Polio vaccine debate hits High Court

As hundreds of thousands of children are inoculated against the virus, judges must decide whether the campaign is safe

A child is inoculated with the oral polio vaccine at a children's health clinic in Jerusalem. (Yonatan Sindel/Flash90)
A child is inoculated with the oral polio vaccine at a children's health clinic in Jerusalem. (Yonatan Sindel/Flash90)

A petition filed with the High Court of Justice demands that the government stop its current campaign of vaccinating children against polio, claiming that, among other things, the solution could be a lot more dangerous than the problem itself.

Yaakov Gurman, director of the Izun Hozer organization, which filed the petition, told The Times of Israel that the risks inherent in the few samples of the wild strain polio virus discovered in several places in Israel could be multiplied many times over once a million kids are given the oral polio vaccine (OPV) — essentially a weakened form of polio that, like most inoculations, introduces the virus and lets the body build up a resistance by developing the antibodies needed to battle a full-on invasion of polio.

“One of the reasons they stopped inoculating children with OPV in 2005 was because it caused an outbreak of polio, with dozens contracting the disease each year,” said Gurman. “The current situation is even worse, because the reconstituted OPV uses a somewhat different formula, and has never been used in Western countries.”

It has, however, been used in India and Nigeria, and in both those countries, the rates of non-polio acute flaccid paralysis (NPAFP) climbed. NPAFP is a disease that partially or fully paralyzes children, as polio does (although it is not necessarily connected to polio).

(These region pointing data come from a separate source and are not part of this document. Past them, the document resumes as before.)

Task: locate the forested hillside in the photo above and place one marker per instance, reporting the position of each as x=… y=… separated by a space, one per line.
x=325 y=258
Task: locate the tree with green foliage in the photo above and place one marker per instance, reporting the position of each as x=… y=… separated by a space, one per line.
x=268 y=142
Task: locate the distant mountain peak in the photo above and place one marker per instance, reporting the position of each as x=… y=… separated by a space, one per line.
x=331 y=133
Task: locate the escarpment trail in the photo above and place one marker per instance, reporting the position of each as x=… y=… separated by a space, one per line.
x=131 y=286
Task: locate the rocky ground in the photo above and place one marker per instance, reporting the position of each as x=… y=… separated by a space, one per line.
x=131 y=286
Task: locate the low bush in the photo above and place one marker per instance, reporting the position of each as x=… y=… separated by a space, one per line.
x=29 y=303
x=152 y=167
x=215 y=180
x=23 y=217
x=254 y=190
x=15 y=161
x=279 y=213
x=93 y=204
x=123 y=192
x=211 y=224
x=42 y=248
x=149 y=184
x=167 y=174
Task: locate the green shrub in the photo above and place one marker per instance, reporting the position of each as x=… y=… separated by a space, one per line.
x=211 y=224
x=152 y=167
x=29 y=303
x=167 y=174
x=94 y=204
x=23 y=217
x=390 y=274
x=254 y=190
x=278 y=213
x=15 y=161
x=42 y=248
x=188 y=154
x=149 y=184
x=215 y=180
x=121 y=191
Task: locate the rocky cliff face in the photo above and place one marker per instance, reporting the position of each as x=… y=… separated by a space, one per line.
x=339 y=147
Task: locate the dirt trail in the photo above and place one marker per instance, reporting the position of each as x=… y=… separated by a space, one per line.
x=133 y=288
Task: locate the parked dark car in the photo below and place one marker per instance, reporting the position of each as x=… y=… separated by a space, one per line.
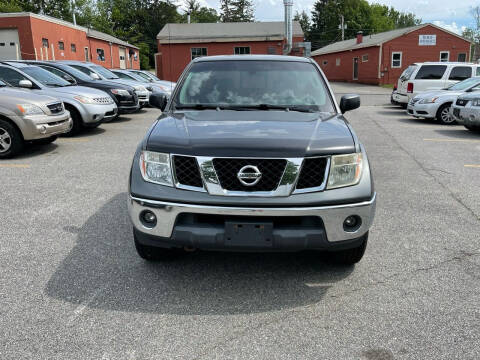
x=252 y=153
x=123 y=95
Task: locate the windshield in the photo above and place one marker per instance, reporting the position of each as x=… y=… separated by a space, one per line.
x=45 y=77
x=254 y=83
x=465 y=84
x=104 y=72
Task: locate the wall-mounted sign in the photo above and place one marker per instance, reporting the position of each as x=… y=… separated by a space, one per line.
x=427 y=40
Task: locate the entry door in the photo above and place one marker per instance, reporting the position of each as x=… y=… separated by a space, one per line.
x=355 y=68
x=8 y=44
x=122 y=58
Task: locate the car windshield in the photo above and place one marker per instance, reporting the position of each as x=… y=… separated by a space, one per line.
x=45 y=77
x=254 y=83
x=104 y=72
x=465 y=84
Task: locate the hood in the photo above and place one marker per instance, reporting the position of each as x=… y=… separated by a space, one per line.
x=251 y=134
x=78 y=90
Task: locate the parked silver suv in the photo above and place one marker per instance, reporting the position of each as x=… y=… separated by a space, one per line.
x=26 y=117
x=88 y=107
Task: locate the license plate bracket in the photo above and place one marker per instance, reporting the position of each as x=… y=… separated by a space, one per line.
x=248 y=234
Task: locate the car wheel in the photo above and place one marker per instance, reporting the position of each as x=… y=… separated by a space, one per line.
x=350 y=256
x=443 y=115
x=45 y=141
x=151 y=253
x=473 y=128
x=11 y=140
x=76 y=120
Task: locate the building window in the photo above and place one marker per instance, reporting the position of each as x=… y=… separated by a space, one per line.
x=444 y=56
x=242 y=50
x=397 y=59
x=198 y=52
x=100 y=55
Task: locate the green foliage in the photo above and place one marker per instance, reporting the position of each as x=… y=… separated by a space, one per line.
x=236 y=11
x=359 y=15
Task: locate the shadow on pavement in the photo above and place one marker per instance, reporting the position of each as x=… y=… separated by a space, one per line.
x=103 y=271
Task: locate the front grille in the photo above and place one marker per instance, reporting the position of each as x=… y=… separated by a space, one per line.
x=271 y=169
x=187 y=171
x=312 y=173
x=55 y=108
x=103 y=100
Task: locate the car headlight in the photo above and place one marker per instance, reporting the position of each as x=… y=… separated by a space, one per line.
x=429 y=100
x=155 y=168
x=84 y=99
x=30 y=109
x=121 y=92
x=345 y=170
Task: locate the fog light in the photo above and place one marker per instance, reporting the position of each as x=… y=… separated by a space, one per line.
x=148 y=218
x=352 y=223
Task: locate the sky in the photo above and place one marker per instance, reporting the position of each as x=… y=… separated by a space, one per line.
x=452 y=15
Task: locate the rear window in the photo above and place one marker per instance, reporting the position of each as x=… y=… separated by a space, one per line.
x=407 y=73
x=431 y=72
x=461 y=73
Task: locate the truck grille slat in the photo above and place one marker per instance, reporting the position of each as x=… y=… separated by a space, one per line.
x=187 y=171
x=271 y=169
x=313 y=173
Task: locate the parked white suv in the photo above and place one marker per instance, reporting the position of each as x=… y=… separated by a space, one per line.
x=421 y=77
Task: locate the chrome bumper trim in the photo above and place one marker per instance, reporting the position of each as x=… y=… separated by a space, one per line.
x=332 y=216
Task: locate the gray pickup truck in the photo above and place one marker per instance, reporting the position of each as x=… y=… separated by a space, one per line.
x=252 y=153
x=26 y=117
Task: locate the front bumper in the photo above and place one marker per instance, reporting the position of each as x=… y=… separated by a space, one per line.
x=36 y=127
x=427 y=111
x=170 y=232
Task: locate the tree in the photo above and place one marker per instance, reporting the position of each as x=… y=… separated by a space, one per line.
x=236 y=11
x=304 y=21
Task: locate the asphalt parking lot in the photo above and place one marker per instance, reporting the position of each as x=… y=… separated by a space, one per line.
x=72 y=286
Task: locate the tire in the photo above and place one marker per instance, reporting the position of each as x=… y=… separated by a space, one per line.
x=11 y=140
x=76 y=120
x=151 y=253
x=473 y=128
x=350 y=256
x=443 y=115
x=44 y=141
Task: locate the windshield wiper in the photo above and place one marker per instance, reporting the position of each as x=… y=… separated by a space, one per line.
x=300 y=108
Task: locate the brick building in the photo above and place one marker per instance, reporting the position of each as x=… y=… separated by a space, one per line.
x=178 y=44
x=381 y=58
x=30 y=36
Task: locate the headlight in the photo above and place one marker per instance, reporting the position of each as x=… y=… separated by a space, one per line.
x=29 y=109
x=84 y=99
x=155 y=168
x=121 y=92
x=429 y=100
x=345 y=170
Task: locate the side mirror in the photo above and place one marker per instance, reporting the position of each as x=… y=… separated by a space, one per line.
x=25 y=84
x=158 y=100
x=349 y=102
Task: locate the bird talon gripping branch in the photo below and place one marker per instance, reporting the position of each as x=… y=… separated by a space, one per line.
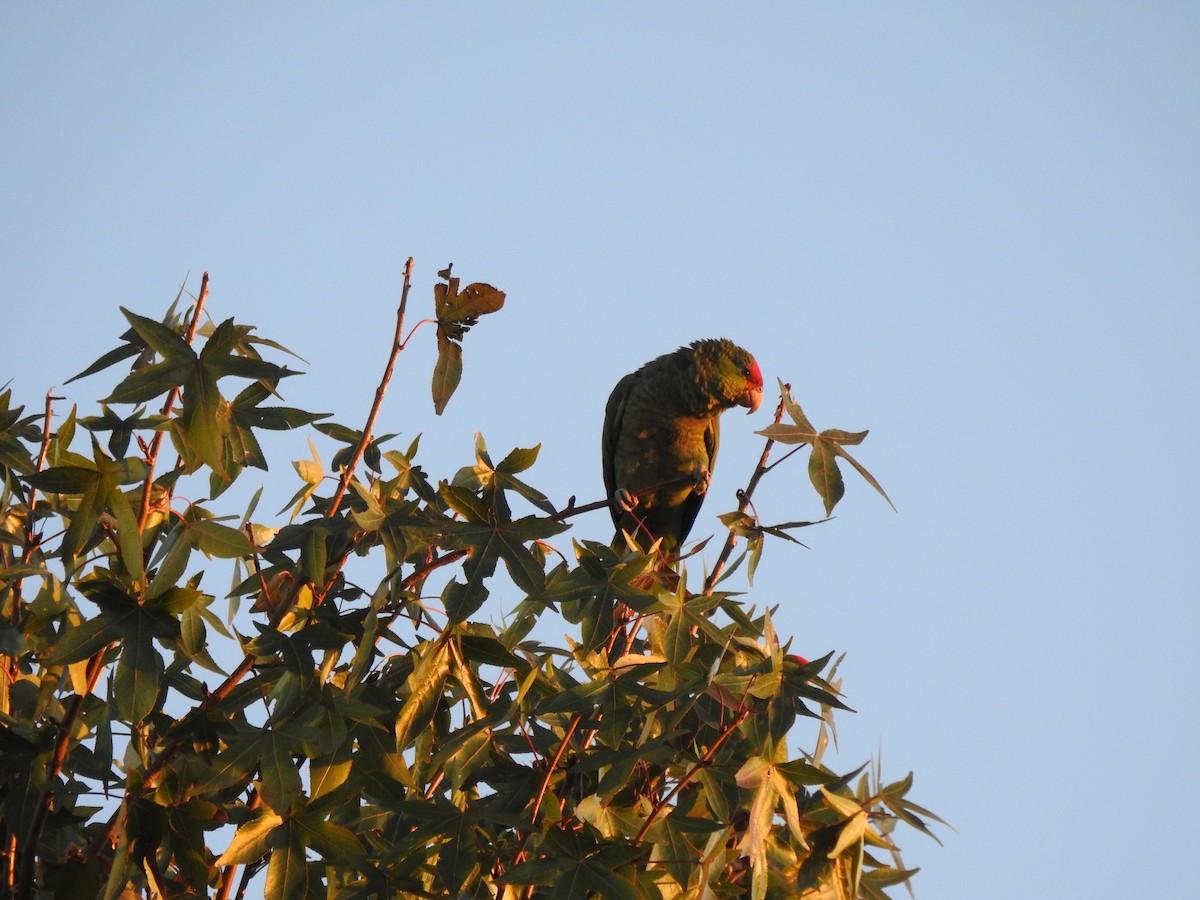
x=625 y=501
x=663 y=420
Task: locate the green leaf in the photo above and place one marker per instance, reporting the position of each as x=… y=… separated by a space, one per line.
x=78 y=642
x=161 y=339
x=838 y=436
x=825 y=474
x=447 y=372
x=286 y=870
x=129 y=538
x=424 y=688
x=64 y=479
x=139 y=670
x=251 y=840
x=865 y=474
x=220 y=540
x=456 y=312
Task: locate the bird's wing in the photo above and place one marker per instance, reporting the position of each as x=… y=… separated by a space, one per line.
x=613 y=418
x=693 y=502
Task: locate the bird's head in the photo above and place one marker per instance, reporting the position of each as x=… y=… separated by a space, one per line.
x=730 y=375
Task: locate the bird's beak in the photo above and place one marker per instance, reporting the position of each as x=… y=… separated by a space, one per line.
x=751 y=399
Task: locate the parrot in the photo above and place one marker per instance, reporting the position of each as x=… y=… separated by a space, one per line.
x=661 y=429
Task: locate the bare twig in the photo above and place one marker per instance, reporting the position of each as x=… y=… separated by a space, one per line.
x=397 y=345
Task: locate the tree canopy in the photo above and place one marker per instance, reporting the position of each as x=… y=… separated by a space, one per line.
x=384 y=741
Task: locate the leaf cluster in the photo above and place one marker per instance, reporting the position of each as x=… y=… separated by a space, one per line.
x=381 y=741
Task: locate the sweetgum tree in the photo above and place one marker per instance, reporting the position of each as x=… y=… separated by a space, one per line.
x=385 y=742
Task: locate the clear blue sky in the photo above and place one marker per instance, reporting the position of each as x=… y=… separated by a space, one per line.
x=971 y=228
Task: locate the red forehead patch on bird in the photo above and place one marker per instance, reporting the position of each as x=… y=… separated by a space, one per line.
x=754 y=373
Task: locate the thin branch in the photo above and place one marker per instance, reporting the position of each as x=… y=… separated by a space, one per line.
x=397 y=345
x=29 y=851
x=172 y=399
x=761 y=469
x=703 y=761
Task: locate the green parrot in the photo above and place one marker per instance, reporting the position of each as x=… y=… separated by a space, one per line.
x=660 y=433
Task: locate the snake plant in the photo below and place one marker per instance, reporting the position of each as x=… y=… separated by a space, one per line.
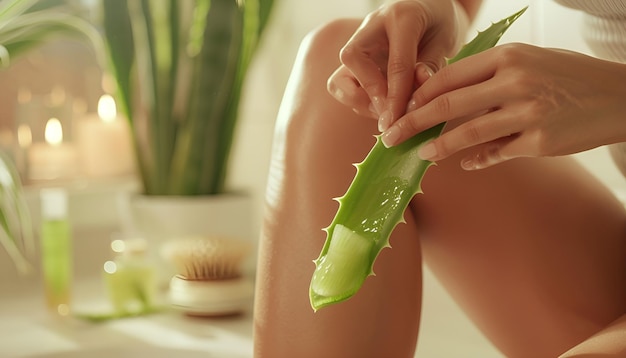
x=375 y=202
x=180 y=67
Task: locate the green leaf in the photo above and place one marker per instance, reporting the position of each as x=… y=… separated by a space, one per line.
x=375 y=202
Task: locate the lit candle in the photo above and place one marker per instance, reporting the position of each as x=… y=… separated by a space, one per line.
x=53 y=159
x=104 y=142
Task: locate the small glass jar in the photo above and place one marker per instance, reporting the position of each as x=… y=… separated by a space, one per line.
x=130 y=277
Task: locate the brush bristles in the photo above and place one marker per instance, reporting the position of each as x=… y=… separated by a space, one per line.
x=207 y=258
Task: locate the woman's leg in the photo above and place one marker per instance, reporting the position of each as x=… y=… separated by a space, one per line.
x=316 y=142
x=534 y=250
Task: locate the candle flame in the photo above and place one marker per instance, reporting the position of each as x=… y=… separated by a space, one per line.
x=24 y=136
x=54 y=132
x=107 y=110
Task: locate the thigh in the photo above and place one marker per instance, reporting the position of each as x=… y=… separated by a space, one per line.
x=316 y=142
x=609 y=342
x=534 y=250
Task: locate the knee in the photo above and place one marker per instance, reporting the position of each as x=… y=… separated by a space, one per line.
x=321 y=46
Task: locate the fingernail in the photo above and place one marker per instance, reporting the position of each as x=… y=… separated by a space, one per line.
x=427 y=151
x=379 y=104
x=391 y=136
x=384 y=121
x=468 y=164
x=429 y=71
x=411 y=106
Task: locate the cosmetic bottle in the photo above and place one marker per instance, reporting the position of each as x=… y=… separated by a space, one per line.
x=130 y=277
x=56 y=250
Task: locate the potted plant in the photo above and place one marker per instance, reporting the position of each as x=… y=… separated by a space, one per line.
x=25 y=24
x=180 y=67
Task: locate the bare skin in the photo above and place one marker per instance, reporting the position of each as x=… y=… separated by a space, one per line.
x=532 y=249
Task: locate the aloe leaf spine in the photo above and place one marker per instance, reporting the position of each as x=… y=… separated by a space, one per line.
x=384 y=184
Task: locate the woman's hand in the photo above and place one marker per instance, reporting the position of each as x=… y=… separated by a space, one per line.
x=376 y=77
x=523 y=101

In fact, a study by several prominent Indian physicians shows a correlation between a sharp increase in NPAFP rates among children over the past decade, the period when Indian authorities aggressively attacked polio with OPV. Data published by the World Health Organization identified 8,000 cases of NPAFP in the country in 2003, when inoculations began in earnest, shooting up to more than 60,000 cases identified by 2011.

In its High Court petition, the Izun Hozer group alleges that the use of the oral vaccine is dangerous. Part of the strategy, said New York pediatrician and author Dr. Stuart Ditchek, is to actually spread the disease around in order to “infect” others who have not taken the vaccine.

“Historically, wild polio virus exposures have been put to rest by utilizing the strategy of implementing the live oral polio vaccine,” Ditchek told The Times of Israel. “By using oral polio vaccine, the recipient actually sheds small amounts of live polio virus and passes on the exposure to others by fecal-oral route. Simply put, when you give one child the OPV, three others will likely also receive it as the virus is shed in stool and passed on to others.”

The strategy is tried and true and has successfully tamped outbreaks in many areas, said Ditchek, but Izun Hozer claims in its petition that the program is risky at best and dangerous at worst.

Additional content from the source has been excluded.